Both of the PD-1 combination approaches—PD-1 inhibitors plus VEGF inhibitors and PD-1 inhibitors plus CTLA-4 inhibitors&mdash;have replaced the prior first-line therapy of VEGF inhibitor for most patients. For most of us, we're only using a single-agent VEGF TKI for people who cannot, for whatever reason, receive a PD-1 inhibitor. There are some patients who have significant autoimmune disease and they have [autoimmune disease—related] symptoms or they're receiving treatment for their autoimmune disease.

Additionally, adjuvant trials are ongoing. If practitioners have patients they might consider for those trials, they should look to see where [the trials] are open and send patients to those centers. We saw in melanoma that adjuvant immune checkpoint blockade makes a difference in relapse-free survival. That may also be the case in kidney cancer. Those trials are worth consideration for patients and practitioners.

References

1. Rini BI, Plimack ER, Stus V, et al. Pembrolizumab plus axitinib versus sunitinib for advanced renal-cell carcinoma. N Eng J Med. 2019;380(12):1116-1127. doi: 10.1056/NEJMoa1816714.
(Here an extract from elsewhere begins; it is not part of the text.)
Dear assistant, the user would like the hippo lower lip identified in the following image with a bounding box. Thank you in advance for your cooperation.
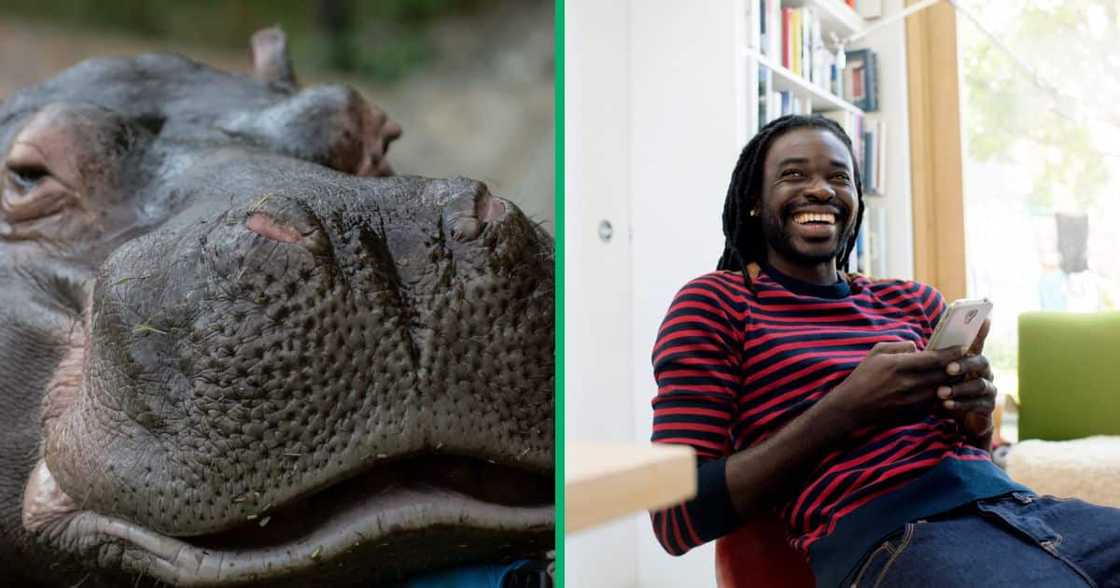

2. Motzer RJ, Penkov K, Haanen J, et al. Avelumab plus axitinib versus sunitinib for advanced renal-cell carcinoma. N Engl J Med.&#8239;2019;380(12):1103-1115. doi: 10.1056/NEJMoa1816047.

3. Motzer RJ, Rini BI, McDermott DF, et al. Nivolumab plus ipilimumab versus sunitinib in first-line treatment for advanced renal cell carcinoma: extended follow-up of efficacy and safety results from a randomised, controlled, phase 3 trial. Lancet Oncol. 2019;20(10):1370-1385. doi: 10.1016/S1470-2045(19)30413-9.